En los últimos tiempos, debido en parte al aburrimiento cósmico que suscita la programación del Auditori y la inconstancia cualitativa de las producciones operísticas del Liceu, el Palau de la Música se ha consolidado como el equipamiento musical más fiable de Barcelona. Lo certificó la season opening de este jueves de Palau 100; uno podría pensar —y tendría razón— que la programación palauera es poco arriesgada y descansa exclusivamente en nombres reconsagradísimos de la clásica, pero también se puede aducir que este grupo selecto de formaciones, directores e intérpretes no han llegado a la cima de la fama por casualidad.
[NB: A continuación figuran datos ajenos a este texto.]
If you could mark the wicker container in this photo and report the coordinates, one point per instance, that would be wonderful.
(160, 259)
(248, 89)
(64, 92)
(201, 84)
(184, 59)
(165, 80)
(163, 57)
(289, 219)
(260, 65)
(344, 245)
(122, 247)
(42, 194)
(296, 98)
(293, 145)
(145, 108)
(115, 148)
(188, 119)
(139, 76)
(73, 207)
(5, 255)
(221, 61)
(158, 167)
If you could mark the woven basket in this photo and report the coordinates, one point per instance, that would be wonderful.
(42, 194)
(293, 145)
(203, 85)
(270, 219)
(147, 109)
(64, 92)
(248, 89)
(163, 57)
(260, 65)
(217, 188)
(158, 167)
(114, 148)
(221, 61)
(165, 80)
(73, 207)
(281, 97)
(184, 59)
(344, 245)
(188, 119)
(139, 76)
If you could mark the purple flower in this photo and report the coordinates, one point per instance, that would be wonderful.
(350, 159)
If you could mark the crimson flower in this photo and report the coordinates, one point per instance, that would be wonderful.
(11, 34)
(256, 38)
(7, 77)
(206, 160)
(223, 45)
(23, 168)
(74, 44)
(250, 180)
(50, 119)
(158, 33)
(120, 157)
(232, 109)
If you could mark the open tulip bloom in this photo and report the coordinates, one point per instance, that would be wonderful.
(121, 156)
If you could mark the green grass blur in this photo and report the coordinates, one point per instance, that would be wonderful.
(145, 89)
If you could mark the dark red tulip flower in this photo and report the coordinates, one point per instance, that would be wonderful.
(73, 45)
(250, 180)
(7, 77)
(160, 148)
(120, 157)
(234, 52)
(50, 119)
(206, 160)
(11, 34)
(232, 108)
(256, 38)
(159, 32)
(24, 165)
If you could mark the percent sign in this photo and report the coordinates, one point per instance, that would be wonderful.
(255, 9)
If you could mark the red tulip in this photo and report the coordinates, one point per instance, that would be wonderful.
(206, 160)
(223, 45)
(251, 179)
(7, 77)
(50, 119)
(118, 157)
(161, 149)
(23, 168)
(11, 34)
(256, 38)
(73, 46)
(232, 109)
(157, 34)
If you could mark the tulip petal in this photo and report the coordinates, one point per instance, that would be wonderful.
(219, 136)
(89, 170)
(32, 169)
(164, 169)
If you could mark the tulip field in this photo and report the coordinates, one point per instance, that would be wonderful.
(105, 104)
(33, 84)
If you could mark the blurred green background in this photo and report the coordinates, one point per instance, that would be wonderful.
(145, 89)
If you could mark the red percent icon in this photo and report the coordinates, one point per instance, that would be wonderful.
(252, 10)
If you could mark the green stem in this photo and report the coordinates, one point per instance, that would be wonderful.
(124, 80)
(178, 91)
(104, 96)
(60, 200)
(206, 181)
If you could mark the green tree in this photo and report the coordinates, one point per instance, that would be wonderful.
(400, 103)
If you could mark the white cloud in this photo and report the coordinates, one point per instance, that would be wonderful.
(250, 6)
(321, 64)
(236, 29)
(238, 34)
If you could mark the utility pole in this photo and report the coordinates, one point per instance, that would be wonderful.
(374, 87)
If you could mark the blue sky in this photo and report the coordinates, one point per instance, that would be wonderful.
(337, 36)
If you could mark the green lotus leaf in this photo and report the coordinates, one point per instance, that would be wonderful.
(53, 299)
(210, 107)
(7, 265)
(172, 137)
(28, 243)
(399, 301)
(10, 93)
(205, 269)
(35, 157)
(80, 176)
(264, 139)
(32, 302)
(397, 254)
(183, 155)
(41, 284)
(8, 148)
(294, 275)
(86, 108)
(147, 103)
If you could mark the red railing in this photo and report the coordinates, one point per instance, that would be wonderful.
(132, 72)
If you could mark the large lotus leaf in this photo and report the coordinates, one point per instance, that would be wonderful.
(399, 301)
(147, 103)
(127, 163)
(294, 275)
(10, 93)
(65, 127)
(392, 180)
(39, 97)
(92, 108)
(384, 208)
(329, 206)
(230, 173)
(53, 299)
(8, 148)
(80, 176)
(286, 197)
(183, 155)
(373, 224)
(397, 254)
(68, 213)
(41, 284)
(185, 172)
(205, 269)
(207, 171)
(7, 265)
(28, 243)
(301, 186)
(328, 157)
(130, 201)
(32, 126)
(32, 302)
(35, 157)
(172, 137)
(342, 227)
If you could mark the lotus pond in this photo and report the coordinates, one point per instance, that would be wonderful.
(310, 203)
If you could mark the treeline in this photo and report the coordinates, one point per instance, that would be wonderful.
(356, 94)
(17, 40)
Esto viene a cuento por conciertos como esta apertura de temporada que tenía la garantía de contar con la Filarmónica de Viena y un maestro top como Daniele Gatti pero que, pese a las garantías, nos regaló una velada excelsa, ideal para filosofar sobre el repertorio.
Los profesores de Viena y Gatti escogieron un menú sonoro que no podía ser más contrastante: por un lado, la música de espíritu neoclásico del Apollon Musagète de Stravinski y una pieza de gran tensión dramaticopsicológica como la Décima de Shostakovich, dos obras que se alejan en el espíritu sonoro y remarcan la progresiva decadencia de Europa y del mundo entre los años 1927 y 1953. La primera partitura la va como anillo al dedo a la cuerda abellotada de los profesores vieneses, y Gatti ofreció una lectura quizá un tanto demasiado apolínea, seguramente para contrastar la matraca angustiosa del tótem que nos esperaba en la segunda parte, pero con una máxima alerta a la articulación instrumental. En este sentido, la labor del maestro milanés (con una mano izquierda calcada en los chasquidos gestuales de Solti) parece más la de un cirujano del detalle que la de un intelectual con visión de conjunto.
Esto quizás pesó un poco en una sinfonía altamente trágica como la Décima de Xosta, un monumento sonoro escrito justo después de la muerte de Stalin y que recopila toda la represión y la desgracia que el compositor sufrió durante la dictadura comunista. La visión angustiosa de la pieza nos llevó a una interpretación a veces algo uniforme en los instantes de más caña volumétrica, pero todo esto son minucias ante la rectitud de los solistas vieneses, que se cascaron las endemoniadas piruetas y los ritmos sincopados del Allegro (en realidad, un Scherzo) con una fortaleza a prueba de balas. Cuando una orquesta prácticamente bicentenaria, que podría obtener el mismo nivel de aplausos sin entrenar demasiado, muestra una implicación así, al público sólo le queda aplaudir hasta enrojecerse las manos. A su vez, al oyente también se le impone reflexionar sobre nuestra época, que regurgitará los contrastes del pasado.
Por el momento, los primeros pasos de esta temporada musical han sido magníficos, con una notable Lady Macbeth de Mtsensk en el Liceu (donde finalmente hemos visto al maestro Josep Pons enfrentarse a un repertorio ideal para su batuta… justo durante la última temporada en la que le veremos en el coliseo de La Rambla) y ahora con este pistoletazo de salida de una temporada Palau 100 que, con viejos conocidos como Herreweghe o Hengelbrock, pinta importante. Escribo esta Punyalada horas antes de que se inicie la apertura de la temporada de la OBC en el Auditori, la tercera que encabezará el titular Ludovic Morlot, con un programa muy interesante con obras de Mompou, Gershwin y Ravel. Nada me haría más feliz que tragarme la intuición y que la OBC consiguiera iluminarnos musicalmente con algo más que la simple corrección y que el Auditori pudiera así dejar más huella en el imaginario sonoro de nuestra ciudad.
De momento (y me sabe mal escribirlo, porque me gustaría alabar mucho más lo público) el Palau va ganando por goleada. Continuaremos informando.